South Carolina is one of 22 — so far — right-to-work states, where workers cannot be compelled to join a union. When in September 2009, Boeing’s South Carolina workers — fuselage sections of 787s already are built here — voted to end their representation by IAM, the union did not accuse Boeing of pre-vote misbehavior. Now, however, the NLRB seeks to establish the principle that moving businesses to such states from non-right-to-work states constitutes prima facie evidence of “unfair labor practices,” including intimidation and coercion of labor. This principle would be a powerful incentive for new companies to locate only in right-to-work states.
In the past sixteen years, the International Association of Machinists have brought production at Boeing's Washington plant to a halt three times, once for 58 days that cost the company to miss promised delivery schedules and nearly two billion dollars in actual costs. The IMA were offered an agreement where Boeing would build the new plant in Washington if they would make a commitment not to close the plant down. The union leaders for the machinists refused to accept those conditions.
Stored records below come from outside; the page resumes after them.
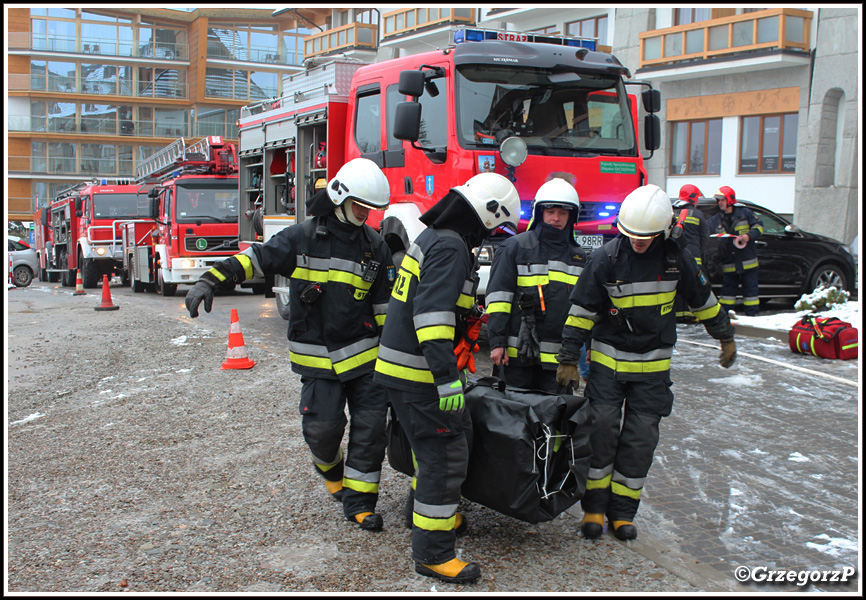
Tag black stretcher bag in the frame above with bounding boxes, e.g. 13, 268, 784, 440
388, 377, 592, 523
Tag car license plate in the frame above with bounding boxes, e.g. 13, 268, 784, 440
574, 235, 604, 248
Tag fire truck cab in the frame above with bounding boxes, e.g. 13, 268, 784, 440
239, 28, 661, 318
133, 136, 251, 296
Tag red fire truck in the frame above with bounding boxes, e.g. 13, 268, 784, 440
124, 136, 256, 296
239, 28, 661, 318
33, 179, 148, 288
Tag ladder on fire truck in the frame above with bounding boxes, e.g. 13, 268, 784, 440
136, 135, 237, 184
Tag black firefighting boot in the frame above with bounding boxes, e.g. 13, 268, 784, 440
610, 521, 637, 542
580, 513, 604, 540
325, 479, 343, 502
347, 512, 383, 531
403, 488, 469, 537
415, 558, 481, 583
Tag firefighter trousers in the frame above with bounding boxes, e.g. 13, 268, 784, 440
581, 363, 673, 521
300, 373, 388, 517
719, 267, 761, 317
388, 387, 472, 565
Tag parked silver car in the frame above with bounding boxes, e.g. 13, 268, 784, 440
7, 236, 39, 287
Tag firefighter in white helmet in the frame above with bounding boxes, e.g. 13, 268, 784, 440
557, 185, 736, 540
485, 177, 586, 393
186, 158, 395, 531
374, 173, 520, 583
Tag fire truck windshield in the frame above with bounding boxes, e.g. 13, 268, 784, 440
455, 64, 638, 156
175, 178, 238, 223
93, 193, 150, 220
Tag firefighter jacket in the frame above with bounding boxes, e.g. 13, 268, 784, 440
708, 205, 764, 274
206, 213, 394, 381
374, 227, 477, 394
485, 224, 586, 370
675, 202, 711, 265
558, 234, 734, 381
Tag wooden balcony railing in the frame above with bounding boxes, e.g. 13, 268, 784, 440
304, 23, 378, 59
639, 8, 812, 68
382, 7, 475, 40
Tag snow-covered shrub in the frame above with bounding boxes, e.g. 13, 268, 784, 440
794, 287, 851, 312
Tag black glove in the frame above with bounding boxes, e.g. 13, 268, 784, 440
517, 315, 541, 363
184, 279, 214, 319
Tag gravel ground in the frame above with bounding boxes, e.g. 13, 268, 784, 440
6, 284, 718, 595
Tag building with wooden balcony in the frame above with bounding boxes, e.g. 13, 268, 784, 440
7, 6, 861, 242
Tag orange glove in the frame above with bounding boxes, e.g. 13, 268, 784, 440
454, 317, 482, 373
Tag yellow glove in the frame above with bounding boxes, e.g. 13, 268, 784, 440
556, 363, 580, 388
719, 338, 737, 369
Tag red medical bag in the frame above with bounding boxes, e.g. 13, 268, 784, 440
788, 315, 858, 360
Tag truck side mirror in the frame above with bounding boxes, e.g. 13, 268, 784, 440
397, 71, 424, 98
393, 102, 423, 142
643, 115, 662, 150
641, 88, 662, 113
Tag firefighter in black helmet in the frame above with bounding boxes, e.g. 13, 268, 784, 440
556, 185, 736, 540
708, 185, 764, 317
485, 177, 586, 393
673, 183, 710, 323
374, 173, 520, 583
186, 158, 394, 531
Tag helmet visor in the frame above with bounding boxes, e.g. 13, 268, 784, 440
616, 223, 663, 240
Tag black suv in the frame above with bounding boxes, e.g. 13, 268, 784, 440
692, 198, 857, 301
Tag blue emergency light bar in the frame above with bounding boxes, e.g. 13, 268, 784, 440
454, 27, 598, 50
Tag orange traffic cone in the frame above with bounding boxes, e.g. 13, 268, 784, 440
72, 269, 87, 296
220, 308, 256, 369
95, 275, 120, 310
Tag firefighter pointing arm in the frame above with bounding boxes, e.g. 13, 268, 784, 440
557, 185, 736, 540
186, 158, 394, 531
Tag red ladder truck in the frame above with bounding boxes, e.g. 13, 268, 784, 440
33, 178, 148, 288
130, 136, 264, 296
238, 28, 661, 318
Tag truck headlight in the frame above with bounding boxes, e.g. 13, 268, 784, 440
478, 246, 493, 265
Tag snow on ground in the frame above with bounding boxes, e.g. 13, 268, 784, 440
731, 300, 862, 333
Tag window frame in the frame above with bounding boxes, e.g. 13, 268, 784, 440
737, 112, 800, 175
668, 118, 722, 177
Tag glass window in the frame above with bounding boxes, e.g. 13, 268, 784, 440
670, 119, 722, 175
456, 65, 637, 156
385, 85, 406, 150
740, 113, 799, 173
674, 8, 712, 25
250, 71, 279, 100
565, 15, 607, 44
355, 90, 382, 154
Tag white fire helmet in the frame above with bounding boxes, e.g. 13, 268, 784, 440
451, 173, 520, 231
328, 158, 391, 210
616, 184, 674, 240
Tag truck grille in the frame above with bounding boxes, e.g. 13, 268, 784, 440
184, 235, 239, 253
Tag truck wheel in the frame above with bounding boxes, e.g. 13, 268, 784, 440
157, 269, 177, 297
78, 255, 101, 289
274, 275, 290, 321
12, 265, 33, 287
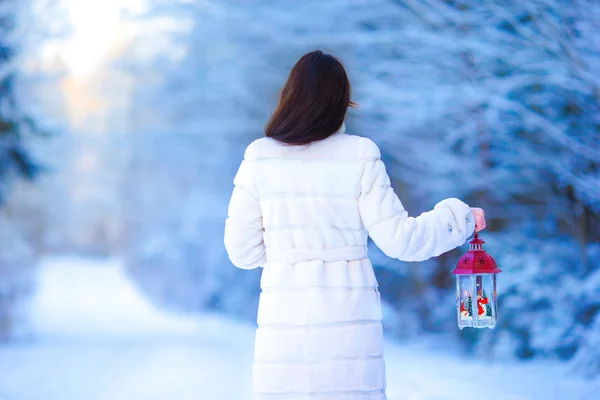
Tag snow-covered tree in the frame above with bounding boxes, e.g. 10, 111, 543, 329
0, 0, 45, 340
115, 0, 600, 368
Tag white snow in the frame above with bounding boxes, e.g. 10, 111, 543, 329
0, 258, 600, 400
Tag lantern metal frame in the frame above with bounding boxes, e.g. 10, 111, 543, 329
452, 233, 502, 330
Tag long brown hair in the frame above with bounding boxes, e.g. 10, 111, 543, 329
265, 50, 355, 145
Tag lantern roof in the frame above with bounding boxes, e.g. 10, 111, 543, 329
452, 233, 502, 275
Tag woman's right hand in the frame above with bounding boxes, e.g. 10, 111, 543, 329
471, 207, 486, 232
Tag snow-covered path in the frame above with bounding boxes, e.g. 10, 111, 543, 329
0, 258, 600, 400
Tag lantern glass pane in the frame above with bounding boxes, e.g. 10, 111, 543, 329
474, 274, 496, 328
456, 275, 474, 329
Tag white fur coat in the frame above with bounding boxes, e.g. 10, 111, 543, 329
225, 132, 474, 400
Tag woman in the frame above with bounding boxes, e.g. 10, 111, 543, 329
225, 51, 483, 400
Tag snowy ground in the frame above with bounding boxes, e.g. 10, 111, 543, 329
0, 258, 600, 400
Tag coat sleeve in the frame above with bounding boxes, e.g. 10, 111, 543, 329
359, 144, 475, 261
225, 160, 266, 269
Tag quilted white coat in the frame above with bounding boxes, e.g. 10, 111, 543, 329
225, 132, 474, 400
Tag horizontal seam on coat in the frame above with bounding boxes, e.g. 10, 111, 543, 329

Locating the new plant in South Carolina does not violate anyone's rights. It is merely good business. That is something this administration should be considering. Either companies like Boeing will succeed here, will ship their production overseas, or they will fail against their international competitors. I, for one, want to see US companies succeed.
Update:
Roxeanna de Luca got a bit of a chuckle out of this comment:
"The south is not stealing business. This is how breakups work. By the time your wife or girlfriend leaves you, she reached her decision a year ago and she’s not changing her mind now. Face it, you beat the snot out of Boeing one too many times and now she’s leaving your sorry A$$ behind."Nicely put.